Per questo, scrive Burke, “la via del discernimento con cui il sacerdote accompagna il penitente che vive in una unione irregolare aiuta il penitente a conformare la sua coscienza verso la verità della Santissima Eucaristia e alla verità del matrimonio a cui è legato.”
“Papa Giovanni Paolo II”, specifica il porporato statunitense, “ha descritto la prassi della Chiesa nel “foro interno” nel n ° 84 della Familiaris Consortio. La dichiarazione del Pontificio Consiglio per i Testi Legislativi del 24 giugno 2000, illustra l’insegnamento nel n 84 di Familiaris consortio. Entrambi questi documenti sono citati nel rapporto finale del sinodo, purtroppo in modo ingannevole.” Così si potrebbe “dare l’impressione che vi possa essere un’altra pratica del “foro interno”, che permetterebbe ad una persona che vive una unione irregolare di avere accesso ai sacramenti, in modo che la coscienza può essere in conflitto con la verità della fede.”
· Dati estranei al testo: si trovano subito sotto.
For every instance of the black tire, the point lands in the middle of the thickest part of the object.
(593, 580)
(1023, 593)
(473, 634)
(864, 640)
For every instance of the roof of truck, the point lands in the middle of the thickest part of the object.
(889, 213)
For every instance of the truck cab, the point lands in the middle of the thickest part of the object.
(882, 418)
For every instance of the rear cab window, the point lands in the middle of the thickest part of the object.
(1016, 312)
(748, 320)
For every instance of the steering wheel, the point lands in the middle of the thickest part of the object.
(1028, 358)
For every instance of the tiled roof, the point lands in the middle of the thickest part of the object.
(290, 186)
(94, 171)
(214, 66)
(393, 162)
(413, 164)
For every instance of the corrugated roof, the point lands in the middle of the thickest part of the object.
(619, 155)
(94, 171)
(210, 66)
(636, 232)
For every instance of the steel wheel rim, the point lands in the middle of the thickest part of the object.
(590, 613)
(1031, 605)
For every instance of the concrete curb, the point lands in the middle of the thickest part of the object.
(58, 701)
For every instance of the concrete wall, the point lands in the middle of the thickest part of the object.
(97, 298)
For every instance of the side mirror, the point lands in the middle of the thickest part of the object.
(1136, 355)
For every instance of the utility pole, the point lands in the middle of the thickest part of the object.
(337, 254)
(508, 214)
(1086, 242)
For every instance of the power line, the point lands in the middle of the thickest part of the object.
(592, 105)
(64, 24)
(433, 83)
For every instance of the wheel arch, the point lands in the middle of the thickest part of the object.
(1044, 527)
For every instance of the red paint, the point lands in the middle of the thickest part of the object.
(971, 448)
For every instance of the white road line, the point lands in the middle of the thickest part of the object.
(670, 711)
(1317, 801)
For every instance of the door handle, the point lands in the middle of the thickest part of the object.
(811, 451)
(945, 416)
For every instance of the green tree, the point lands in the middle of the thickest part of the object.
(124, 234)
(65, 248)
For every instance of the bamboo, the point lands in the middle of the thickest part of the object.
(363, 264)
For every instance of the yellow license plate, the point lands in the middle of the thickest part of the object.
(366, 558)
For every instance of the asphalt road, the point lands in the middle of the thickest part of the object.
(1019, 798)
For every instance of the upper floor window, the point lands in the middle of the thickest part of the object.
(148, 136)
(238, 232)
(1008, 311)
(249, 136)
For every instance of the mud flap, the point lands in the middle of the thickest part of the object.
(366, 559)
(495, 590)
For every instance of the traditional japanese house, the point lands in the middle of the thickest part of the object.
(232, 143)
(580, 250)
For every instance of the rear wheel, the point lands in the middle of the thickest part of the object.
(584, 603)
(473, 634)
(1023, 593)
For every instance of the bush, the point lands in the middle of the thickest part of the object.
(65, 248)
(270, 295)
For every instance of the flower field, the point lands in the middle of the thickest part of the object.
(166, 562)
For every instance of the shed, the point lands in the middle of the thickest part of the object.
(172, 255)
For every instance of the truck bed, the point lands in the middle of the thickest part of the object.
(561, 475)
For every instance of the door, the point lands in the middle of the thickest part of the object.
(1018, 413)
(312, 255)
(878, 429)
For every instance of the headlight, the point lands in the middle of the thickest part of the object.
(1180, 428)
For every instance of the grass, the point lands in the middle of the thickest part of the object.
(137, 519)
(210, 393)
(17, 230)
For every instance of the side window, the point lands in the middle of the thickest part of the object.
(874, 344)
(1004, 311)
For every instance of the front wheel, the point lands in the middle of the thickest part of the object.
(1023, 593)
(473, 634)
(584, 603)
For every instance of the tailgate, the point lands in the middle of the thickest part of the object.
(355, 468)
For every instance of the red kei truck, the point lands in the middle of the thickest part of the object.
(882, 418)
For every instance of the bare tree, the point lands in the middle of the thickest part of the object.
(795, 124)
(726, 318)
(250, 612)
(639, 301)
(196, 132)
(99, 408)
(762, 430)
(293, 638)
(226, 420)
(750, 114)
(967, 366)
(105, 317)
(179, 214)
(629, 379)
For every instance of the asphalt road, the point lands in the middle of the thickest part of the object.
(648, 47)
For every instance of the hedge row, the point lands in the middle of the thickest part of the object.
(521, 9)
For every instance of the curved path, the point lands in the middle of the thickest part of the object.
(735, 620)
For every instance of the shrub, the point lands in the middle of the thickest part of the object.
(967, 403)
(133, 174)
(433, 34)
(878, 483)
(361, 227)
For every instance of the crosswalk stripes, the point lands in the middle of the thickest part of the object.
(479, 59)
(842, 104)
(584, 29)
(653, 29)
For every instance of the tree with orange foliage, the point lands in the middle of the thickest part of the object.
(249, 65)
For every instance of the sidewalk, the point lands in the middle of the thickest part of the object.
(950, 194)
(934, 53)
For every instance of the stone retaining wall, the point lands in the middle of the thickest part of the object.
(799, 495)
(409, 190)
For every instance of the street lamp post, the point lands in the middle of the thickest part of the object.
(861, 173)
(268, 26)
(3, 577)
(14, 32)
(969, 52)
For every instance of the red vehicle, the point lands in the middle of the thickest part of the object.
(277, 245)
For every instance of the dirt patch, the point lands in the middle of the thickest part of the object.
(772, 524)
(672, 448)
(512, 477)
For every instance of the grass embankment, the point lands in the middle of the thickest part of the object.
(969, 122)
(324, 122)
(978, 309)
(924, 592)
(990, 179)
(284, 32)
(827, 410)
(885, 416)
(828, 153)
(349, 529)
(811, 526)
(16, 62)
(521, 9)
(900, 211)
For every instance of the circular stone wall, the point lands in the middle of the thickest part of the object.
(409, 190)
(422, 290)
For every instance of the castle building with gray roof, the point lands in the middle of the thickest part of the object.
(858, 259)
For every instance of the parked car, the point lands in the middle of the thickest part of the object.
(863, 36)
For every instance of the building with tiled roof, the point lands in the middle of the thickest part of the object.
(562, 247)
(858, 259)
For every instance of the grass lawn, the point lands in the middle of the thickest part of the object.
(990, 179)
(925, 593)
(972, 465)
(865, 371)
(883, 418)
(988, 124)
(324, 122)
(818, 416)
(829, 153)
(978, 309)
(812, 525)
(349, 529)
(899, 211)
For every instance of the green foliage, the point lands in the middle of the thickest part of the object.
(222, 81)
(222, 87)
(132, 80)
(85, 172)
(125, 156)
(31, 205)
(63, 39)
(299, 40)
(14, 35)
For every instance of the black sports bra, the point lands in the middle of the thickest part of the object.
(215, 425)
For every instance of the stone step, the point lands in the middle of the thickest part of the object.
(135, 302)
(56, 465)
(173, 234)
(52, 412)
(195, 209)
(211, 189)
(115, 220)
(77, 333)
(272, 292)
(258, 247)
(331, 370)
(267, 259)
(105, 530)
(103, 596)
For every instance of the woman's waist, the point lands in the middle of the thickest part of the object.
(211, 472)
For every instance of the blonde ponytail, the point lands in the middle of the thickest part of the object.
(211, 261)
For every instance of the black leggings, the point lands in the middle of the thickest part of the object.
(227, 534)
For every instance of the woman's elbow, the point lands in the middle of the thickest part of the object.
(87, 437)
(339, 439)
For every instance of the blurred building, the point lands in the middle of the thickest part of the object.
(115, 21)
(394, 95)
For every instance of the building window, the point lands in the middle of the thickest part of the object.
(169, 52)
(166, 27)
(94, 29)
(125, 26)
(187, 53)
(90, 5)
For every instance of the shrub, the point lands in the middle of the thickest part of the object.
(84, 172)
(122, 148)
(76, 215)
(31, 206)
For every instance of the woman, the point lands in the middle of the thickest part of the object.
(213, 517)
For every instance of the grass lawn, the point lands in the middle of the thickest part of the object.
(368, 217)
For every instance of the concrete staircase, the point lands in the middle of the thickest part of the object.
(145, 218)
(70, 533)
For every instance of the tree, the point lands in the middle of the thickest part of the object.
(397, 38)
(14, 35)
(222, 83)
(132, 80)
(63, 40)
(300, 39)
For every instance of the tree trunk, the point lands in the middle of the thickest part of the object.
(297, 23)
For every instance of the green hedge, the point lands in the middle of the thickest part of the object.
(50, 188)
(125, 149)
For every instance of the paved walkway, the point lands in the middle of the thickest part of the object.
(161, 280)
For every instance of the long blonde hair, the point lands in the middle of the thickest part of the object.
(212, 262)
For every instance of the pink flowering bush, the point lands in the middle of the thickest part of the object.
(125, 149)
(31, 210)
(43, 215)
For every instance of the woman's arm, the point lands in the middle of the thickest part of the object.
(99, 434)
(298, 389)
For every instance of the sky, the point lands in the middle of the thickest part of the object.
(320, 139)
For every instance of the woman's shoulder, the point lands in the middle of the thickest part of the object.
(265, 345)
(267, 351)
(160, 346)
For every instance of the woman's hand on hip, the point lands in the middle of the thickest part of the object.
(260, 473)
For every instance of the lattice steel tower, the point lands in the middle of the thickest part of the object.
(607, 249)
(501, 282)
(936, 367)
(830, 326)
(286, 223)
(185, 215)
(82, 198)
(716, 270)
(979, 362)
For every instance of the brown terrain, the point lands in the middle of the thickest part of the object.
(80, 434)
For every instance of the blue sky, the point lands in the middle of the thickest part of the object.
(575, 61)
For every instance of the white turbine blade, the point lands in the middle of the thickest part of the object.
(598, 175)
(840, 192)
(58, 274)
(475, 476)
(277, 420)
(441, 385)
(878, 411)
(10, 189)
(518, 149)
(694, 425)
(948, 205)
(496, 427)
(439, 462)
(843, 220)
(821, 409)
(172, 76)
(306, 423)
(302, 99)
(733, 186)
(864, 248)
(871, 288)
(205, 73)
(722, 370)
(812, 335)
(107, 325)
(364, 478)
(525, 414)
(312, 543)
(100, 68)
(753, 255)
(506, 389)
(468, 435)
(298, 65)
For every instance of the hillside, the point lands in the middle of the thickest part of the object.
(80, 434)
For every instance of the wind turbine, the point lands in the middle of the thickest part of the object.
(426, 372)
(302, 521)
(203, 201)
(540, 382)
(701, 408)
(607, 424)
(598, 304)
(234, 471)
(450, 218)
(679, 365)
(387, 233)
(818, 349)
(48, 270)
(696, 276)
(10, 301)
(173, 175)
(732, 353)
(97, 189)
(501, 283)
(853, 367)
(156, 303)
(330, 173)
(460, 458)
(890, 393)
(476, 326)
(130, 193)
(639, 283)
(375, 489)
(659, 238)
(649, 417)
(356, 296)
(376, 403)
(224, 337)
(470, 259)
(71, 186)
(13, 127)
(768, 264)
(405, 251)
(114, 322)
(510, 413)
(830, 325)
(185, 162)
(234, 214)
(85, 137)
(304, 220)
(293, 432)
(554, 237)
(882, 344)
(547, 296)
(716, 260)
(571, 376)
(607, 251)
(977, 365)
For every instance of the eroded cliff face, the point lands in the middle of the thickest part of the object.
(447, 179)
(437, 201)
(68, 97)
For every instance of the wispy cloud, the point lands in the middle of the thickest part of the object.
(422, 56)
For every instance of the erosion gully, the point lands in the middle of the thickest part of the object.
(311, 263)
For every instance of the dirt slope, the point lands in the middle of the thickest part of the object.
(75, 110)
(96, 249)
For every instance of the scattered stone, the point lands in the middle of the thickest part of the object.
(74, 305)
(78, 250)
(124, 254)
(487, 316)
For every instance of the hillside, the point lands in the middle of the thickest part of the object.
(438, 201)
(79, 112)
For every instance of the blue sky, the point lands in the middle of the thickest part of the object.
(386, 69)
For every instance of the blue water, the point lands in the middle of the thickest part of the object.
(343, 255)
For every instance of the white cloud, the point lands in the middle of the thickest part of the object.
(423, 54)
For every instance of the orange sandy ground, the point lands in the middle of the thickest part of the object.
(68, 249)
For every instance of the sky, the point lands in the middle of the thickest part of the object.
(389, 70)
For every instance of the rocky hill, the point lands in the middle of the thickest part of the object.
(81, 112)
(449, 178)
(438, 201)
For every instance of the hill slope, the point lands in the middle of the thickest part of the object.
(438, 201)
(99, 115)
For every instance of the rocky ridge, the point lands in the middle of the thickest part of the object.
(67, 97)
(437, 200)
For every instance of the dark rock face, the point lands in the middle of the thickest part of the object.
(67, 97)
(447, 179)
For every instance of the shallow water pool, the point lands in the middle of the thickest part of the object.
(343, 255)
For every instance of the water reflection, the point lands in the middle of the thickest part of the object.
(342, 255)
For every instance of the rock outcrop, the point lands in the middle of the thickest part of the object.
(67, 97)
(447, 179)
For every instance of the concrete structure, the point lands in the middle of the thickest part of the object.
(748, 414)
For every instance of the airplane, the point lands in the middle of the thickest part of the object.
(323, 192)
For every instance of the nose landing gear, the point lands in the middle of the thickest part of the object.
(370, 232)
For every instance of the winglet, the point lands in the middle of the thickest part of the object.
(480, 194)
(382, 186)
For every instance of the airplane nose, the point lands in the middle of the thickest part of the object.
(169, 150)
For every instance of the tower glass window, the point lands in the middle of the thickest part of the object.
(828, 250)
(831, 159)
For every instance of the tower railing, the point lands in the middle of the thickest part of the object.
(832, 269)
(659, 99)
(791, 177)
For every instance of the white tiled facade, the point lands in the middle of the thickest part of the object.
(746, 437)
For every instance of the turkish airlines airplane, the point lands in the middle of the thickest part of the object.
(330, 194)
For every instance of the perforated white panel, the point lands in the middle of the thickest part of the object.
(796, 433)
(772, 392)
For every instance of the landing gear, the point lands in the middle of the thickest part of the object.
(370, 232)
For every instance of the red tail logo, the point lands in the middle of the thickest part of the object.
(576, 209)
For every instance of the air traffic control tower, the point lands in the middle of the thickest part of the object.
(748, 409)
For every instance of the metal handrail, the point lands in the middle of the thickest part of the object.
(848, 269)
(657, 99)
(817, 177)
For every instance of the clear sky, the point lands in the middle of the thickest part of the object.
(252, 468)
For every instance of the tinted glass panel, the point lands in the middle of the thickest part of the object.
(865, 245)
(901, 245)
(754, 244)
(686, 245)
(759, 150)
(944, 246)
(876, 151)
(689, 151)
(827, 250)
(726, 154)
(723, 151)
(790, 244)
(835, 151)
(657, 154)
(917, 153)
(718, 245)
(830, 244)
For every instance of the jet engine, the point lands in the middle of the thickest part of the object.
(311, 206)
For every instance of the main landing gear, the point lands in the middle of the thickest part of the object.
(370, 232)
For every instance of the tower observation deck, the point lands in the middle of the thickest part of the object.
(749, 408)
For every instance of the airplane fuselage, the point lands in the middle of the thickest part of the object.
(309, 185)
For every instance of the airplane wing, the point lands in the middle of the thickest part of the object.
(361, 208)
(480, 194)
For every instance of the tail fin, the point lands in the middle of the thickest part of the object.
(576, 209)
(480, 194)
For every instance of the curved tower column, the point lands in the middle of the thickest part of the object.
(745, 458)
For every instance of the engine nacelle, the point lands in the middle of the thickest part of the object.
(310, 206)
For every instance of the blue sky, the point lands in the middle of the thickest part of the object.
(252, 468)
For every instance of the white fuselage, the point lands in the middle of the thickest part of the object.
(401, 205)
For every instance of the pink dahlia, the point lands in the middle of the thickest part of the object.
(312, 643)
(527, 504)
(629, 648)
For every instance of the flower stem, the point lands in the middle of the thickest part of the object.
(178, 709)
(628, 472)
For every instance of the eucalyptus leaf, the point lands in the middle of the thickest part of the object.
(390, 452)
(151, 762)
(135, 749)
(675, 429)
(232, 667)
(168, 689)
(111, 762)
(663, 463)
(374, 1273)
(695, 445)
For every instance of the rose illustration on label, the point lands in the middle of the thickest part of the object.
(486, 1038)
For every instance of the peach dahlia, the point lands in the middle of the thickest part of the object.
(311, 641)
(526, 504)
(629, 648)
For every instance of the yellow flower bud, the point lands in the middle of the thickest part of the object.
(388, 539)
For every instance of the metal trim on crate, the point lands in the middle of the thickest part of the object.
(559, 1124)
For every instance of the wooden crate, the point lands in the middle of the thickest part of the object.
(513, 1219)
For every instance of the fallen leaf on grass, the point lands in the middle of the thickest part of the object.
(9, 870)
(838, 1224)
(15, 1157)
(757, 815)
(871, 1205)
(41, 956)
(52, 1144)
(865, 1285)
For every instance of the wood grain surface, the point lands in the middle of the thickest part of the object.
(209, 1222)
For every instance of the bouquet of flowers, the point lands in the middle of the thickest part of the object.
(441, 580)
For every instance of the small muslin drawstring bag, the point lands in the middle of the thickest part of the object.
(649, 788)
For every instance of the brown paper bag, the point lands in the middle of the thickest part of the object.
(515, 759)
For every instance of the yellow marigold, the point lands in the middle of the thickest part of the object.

“Questo suggerimento”, conclude Burke, “pone i sacerdoti in una situazione impossibile, l’aspettativa di poter “aprire una porta” per il penitente che, di fatto, non esiste e non può esistere. In ultima analisi, e per il più grave danno della Chiesa universale, si crea l’aspettativa che il Romano Pontefice possa sanzionare una pratica che è in contrasto con le verità della fede. Il Sinodo dei Vescovi, in accordo con la sua natura e finalità, non può essere lo strumento di una tale aspettativa.”